Over the years we upgraded further, ending up with 3 GE 435's running DPS (Disk Programming System) and 3 sorters. By then we were running in-house On-Line Banking Systems with 2 GE Datanet 30 (GE 225) communications processors for the GE 435's and Olivetti Banking Terminals. For a short period We also had a Bull (GE 115).
We ended our usage of GE equipment in 1976 when we started to convert our systems to IBM 370. I started in the Bank in branches for 1 year and then transferred to the Data Centre in Vancouver in 1964. I ended my tenure as Manager Computer Facilities when I resigned in June 1987.
By the way, I don't think we ever tried to run more than two cheque sorters on-line at any one time and you are correct, the sorters ran off line much of the time to do general cheque sorting prior to shipping them back to the various bank branches.
As I recall, the 435's were fast for their time at about 40,000 operations a second.
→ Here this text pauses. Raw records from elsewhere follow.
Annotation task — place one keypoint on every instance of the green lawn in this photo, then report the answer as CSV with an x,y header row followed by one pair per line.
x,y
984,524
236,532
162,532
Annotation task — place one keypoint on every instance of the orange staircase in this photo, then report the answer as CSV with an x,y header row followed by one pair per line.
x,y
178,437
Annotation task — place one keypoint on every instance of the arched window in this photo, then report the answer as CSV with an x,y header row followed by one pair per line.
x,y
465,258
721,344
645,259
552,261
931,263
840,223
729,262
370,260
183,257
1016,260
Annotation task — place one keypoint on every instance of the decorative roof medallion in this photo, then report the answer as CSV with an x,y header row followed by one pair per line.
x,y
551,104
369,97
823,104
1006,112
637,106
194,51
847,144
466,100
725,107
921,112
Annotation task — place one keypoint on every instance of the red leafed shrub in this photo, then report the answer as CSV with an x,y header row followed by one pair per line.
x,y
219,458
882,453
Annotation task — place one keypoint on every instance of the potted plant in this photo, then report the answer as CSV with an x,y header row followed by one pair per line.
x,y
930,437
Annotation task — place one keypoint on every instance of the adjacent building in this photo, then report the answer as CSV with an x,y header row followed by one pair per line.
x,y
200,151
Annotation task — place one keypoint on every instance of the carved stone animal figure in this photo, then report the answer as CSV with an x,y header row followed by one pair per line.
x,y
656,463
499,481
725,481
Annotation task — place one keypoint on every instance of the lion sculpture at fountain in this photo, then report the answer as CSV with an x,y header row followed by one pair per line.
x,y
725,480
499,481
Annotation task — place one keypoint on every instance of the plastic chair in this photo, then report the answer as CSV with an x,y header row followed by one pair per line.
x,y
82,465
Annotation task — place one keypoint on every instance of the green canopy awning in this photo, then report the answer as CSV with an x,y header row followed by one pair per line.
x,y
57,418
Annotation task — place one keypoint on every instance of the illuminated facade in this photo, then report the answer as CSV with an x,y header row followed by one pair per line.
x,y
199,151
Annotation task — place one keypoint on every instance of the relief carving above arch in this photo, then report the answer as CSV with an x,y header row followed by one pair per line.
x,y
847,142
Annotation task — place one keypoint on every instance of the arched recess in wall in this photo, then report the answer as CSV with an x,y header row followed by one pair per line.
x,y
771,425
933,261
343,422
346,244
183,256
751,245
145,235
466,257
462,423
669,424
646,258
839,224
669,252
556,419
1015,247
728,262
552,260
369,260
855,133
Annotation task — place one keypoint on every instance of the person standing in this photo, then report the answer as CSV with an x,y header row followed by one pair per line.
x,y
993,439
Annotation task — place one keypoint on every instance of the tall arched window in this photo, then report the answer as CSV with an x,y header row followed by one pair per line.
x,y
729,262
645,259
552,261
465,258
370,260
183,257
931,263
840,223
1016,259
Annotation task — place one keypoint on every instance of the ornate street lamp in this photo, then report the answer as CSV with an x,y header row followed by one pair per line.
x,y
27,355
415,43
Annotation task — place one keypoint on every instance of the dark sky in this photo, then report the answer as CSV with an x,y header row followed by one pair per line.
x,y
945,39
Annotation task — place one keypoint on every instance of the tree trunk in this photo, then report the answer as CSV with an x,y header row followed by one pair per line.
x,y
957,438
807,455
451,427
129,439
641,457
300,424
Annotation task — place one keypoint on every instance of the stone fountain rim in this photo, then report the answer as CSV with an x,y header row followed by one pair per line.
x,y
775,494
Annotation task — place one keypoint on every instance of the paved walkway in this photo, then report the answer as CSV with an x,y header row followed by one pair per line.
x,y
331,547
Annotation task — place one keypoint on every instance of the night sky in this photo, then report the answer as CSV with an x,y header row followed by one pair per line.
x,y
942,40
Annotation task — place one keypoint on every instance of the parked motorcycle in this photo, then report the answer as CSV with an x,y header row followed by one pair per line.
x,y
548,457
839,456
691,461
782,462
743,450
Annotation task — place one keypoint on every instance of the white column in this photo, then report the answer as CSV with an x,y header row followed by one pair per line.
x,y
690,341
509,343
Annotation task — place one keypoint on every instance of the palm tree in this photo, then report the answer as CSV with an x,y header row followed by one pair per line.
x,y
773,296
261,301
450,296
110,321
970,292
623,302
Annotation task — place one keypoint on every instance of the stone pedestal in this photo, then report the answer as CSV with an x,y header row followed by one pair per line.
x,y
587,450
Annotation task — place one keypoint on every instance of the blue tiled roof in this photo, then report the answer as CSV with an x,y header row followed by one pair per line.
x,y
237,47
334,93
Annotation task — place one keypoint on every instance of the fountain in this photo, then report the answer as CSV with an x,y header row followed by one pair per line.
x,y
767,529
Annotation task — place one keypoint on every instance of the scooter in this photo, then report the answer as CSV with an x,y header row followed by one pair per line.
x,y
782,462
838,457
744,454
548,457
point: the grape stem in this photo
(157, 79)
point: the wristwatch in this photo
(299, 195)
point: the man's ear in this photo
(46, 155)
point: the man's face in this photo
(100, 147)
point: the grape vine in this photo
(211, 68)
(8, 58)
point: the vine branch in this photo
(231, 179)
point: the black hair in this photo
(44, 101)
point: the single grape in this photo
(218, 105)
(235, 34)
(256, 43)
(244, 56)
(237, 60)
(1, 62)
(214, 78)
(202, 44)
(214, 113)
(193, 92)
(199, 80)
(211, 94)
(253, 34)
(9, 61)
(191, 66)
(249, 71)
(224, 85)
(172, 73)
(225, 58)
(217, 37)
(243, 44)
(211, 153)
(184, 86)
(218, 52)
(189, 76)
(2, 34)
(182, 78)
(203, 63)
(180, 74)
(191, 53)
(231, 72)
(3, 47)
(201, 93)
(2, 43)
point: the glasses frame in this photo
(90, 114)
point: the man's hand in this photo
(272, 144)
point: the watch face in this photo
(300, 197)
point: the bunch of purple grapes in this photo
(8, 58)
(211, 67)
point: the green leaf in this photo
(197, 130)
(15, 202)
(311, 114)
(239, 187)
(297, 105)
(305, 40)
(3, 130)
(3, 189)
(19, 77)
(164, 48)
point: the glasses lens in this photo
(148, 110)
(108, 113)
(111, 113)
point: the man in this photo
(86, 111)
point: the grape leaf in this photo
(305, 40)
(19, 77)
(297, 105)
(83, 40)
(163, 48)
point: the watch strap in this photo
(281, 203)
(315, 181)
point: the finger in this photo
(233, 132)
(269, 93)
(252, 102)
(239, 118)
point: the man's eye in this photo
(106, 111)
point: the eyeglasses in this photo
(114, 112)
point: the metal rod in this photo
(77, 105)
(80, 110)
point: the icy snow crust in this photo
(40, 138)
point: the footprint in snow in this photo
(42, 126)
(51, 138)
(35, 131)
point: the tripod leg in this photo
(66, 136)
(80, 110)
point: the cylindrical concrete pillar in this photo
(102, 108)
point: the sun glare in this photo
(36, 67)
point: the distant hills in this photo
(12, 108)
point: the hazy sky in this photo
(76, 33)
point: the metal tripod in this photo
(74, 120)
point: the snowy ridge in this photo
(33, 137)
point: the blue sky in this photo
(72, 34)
I seem to recall a memory cycle time of under 4 micro-seconds on a 24 bit word with 4 BCD 6 bit bytes per word.
Later and regards.................Stan
I've had a quick look and am amazed at the info provided. You brought back some vivid memories when I read some of your stuff on the GE 225.
One of the things I remember is that some times if we got a tape parity error, we would display the record on the console lights and then toggle in a command to reposition the tape and then write a valid record. Then we would write a note to the bank branch to check the specific account, validate and correct the information manually. This sometimes could prevent a complete rerun of the batch job.
- Our GE 225 system actually was an 8 k word memory system (24 K Bytes)
- I really remember the terrible desk mounted card reader and how it used to chew up our program cards decks, we always had two spare decks for each program and a ton of backup bootstrap loaders (I believe it was 3 cards).
- I thought the printer was ok for the time but remember taping the start of one box of preprinted forms to the end of the other. I still have one segment of the GE print drum made into a desk paper weight.
- yeh, the Ampex tape drives were useless, our longest batch job was about 4 hours long and it was always agony waiting to see if the job would complete without an error.
Those were fun days!!
By the way I seem to remember that an IBM 1401 could only do about 2000 operations (instructions?) per sec. I believe I have this info somewhere.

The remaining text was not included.